Change 930274 had a related patch set uploaded (by Dzahn; author: Dzahn):

[operations/dns@master] people.wikimedia.org: switch backend from people2002 to people1004

https://gerrit.wikimedia.org/r/930274

Change 930274 merged by Dzahn:

[operations/dns@master] people.wikimedia.org: switch backend from people2002 to people1004

https://gerrit.wikimedia.org/r/930274

Change 930275 had a related patch set uploaded (by Dzahn; author: Dzahn):

[operations/puppet@production] peopleweb: make people1004 new source, people2003 new destination

https://gerrit.wikimedia.org/r/930275

Change 930275 merged by Dzahn:

[operations/puppet@production] peopleweb: make people1004 new source, people2003 new destination

https://gerrit.wikimedia.org/r/930275

https://people.wikimedia.org/ is now running on bookworm backends.

The DNS name peopleweb.discovery.wmnet has been switched to point to people1004.

This means bullseye -> bookwork and also codfw -> eqiad so that we are back in the currently active main DC.

Tests pass on old and new set of VMs

[deploy1002:~] $ httpbb /srv/deployment/httpbb-tests/miscweb/test_people.yaml --hosts=people2002.codfw.wmnet,people2003.codfw.wmnet,people1003.eqiad.wmnet,people1004.eqiad.wmnet
Sending to 4 hosts...
PASS: 5 requests sent to each of 4 hosts. All assertions passed.

Oh, thank you, @mpopov I had "update wikitech" on my list. Let me create the server pages that are red links. Will also add the fingerprints from there.

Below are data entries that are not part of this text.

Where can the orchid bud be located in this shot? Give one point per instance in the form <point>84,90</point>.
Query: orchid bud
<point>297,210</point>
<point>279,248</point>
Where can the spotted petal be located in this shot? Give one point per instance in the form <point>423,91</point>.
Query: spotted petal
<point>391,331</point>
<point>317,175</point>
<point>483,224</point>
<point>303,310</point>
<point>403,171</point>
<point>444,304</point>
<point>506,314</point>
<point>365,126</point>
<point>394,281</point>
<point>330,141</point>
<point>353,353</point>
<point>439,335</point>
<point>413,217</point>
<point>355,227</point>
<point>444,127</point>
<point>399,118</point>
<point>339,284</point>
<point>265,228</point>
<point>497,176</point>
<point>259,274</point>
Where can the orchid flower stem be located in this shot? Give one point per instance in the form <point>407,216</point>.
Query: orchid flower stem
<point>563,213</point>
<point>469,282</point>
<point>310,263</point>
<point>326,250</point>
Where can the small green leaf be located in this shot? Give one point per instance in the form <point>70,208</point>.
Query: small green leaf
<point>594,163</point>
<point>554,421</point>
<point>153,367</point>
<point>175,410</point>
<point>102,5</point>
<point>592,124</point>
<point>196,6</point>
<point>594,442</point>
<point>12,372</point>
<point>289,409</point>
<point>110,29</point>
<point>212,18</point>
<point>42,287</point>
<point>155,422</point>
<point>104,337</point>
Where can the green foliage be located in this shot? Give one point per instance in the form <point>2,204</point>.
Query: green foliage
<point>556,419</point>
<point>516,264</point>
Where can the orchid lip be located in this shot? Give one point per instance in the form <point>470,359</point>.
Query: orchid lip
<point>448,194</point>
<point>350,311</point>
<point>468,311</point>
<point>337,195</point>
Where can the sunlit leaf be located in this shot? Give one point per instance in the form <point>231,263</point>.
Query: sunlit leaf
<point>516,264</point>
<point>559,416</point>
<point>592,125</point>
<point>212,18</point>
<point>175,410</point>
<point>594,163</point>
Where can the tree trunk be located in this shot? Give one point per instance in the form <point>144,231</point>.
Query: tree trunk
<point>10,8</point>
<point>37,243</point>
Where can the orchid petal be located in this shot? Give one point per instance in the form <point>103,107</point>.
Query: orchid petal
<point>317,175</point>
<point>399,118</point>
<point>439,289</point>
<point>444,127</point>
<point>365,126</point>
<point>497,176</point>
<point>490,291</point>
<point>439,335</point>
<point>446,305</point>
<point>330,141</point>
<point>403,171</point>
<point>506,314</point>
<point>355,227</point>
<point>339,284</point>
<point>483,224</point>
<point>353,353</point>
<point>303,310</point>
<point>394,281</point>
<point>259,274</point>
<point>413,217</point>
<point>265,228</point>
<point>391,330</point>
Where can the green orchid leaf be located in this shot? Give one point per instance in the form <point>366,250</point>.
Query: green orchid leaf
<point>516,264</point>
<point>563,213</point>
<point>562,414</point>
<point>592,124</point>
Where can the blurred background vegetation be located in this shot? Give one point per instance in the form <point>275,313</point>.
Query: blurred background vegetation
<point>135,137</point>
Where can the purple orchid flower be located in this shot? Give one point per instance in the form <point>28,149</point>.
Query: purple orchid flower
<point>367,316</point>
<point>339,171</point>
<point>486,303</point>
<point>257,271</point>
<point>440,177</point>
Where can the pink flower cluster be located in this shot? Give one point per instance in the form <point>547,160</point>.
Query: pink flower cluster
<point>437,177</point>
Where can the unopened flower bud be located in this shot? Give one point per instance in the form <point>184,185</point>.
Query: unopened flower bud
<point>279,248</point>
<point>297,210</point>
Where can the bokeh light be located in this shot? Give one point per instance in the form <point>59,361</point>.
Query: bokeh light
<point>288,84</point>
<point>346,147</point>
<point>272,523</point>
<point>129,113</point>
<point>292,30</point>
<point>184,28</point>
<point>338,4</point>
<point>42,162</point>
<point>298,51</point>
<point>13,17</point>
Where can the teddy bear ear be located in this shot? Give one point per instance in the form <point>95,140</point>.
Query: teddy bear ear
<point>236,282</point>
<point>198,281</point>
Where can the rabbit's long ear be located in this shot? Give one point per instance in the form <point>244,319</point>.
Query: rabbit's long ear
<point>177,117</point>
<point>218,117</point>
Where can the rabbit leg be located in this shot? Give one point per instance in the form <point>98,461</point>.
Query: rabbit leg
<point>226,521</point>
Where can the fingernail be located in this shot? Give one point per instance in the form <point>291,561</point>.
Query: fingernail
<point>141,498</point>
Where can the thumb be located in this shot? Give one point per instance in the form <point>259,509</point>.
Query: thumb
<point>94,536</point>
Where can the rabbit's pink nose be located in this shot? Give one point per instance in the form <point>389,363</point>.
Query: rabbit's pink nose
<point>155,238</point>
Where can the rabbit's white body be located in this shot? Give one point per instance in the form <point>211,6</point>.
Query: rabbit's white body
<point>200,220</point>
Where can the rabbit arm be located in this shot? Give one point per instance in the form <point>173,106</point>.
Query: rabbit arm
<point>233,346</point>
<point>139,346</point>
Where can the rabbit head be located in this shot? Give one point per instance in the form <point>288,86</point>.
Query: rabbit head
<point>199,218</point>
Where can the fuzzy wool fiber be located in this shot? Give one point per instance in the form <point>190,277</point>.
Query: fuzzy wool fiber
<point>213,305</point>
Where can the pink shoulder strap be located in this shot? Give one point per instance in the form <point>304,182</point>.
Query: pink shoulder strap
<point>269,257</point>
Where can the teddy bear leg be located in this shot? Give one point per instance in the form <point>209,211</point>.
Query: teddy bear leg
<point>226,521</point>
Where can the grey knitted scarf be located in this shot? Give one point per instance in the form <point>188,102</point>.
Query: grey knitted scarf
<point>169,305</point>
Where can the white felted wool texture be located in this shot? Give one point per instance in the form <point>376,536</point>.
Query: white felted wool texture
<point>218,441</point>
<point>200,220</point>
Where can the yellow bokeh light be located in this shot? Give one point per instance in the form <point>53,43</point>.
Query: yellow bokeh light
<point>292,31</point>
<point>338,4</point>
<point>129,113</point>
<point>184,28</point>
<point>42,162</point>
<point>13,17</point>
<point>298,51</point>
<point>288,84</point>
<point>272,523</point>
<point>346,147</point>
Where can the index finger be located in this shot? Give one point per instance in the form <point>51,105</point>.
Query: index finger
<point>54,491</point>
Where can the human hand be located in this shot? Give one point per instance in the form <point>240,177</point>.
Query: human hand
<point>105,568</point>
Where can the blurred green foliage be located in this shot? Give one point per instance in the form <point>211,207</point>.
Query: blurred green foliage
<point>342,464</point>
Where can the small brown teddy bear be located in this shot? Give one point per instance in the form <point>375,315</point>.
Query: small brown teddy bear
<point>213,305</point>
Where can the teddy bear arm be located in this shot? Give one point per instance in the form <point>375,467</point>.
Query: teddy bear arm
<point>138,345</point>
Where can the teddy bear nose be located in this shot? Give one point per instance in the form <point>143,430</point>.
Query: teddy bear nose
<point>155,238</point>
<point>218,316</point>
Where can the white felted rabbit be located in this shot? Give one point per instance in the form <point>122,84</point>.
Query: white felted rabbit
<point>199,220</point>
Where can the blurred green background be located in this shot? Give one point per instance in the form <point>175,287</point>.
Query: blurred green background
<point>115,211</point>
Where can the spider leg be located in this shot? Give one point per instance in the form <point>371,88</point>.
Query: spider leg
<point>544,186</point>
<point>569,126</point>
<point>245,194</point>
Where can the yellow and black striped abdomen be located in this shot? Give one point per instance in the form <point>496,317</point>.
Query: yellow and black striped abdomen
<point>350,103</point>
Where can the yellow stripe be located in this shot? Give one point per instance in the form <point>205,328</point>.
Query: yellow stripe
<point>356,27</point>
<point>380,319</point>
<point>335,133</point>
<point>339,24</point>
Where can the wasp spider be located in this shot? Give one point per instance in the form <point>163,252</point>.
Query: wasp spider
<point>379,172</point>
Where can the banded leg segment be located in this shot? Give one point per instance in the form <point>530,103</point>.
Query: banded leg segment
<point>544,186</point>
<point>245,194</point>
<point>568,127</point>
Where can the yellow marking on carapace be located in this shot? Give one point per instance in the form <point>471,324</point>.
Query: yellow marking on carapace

Change 931699 had a related patch set uploaded (by Dzahn; author: Dzahn):

[operations/puppet@production] site: add buster people VMs to insetup role for decom

https://gerrit.wikimedia.org/r/931699

Change 931699 merged by Dzahn:

[operations/puppet@production] site: add buster people VMs to insetup role for decom

https://gerrit.wikimedia.org/r/931699

Mentioned in SAL (#wikimedia-operations) [2023-06-21T19:59:04Z] <mutante> people.wikimedia.org - disabling shell access to people1003/people2002 (bullseye), use people1004/people2002 (bookworm) or people.eqiad.wmnet / people.codfw.wmnet in your configs if you have something automated or git repos - T338827

Mentioned in SAL (#wikimedia-operations) [2023-06-21T20:04:25Z] <mutante> deleting VMs people1003.eqiad.wmnet and people2002.codfw.wmnet T338827

cookbooks.sre.hosts.decommission executed by dzahn@cumin1001 for hosts: people1003.eqiad.wmnet

  • people1003.eqiad.wmnet (PASS)
    • Downtimed host on Icinga/Alertmanager
    • Found Ganeti VM
    • VM shutdown
    • Started forced sync of VMs in Ganeti cluster eqiad to Netbox
    • Removed from DebMonitor
    • Removed from Puppet master and PuppetDB
    • VM removed
    • Started forced sync of VMs in Ganeti cluster eqiad to Netbox

Change 931999 had a related patch set uploaded (by Dzahn; author: Dzahn):

[operations/puppet@production] site: remove decom'ed people.wikimedia.org backends

https://gerrit.wikimedia.org/r/931999

cookbooks.sre.hosts.decommission executed by dzahn@cumin1001 for hosts: people2002.codfw.wmnet

  • people2002.codfw.wmnet (PASS)
    • Downtimed host on Icinga/Alertmanager
    • Found Ganeti VM
    • VM shutdown
    • Started forced sync of VMs in Ganeti cluster codfw to Netbox
    • Removed from DebMonitor
    • Removed from Puppet master and PuppetDB
    • VM removed
    • Started forced sync of VMs in Ganeti cluster codfw to Netbox

Change 931999 merged by Dzahn:

[operations/puppet@production] site: remove decom'ed people.wikimedia.org backends

https://gerrit.wikimedia.org/r/931999

This is fully completed since the previous VMs are now destroyed (by the decom cookbook) and then removed from site.pp.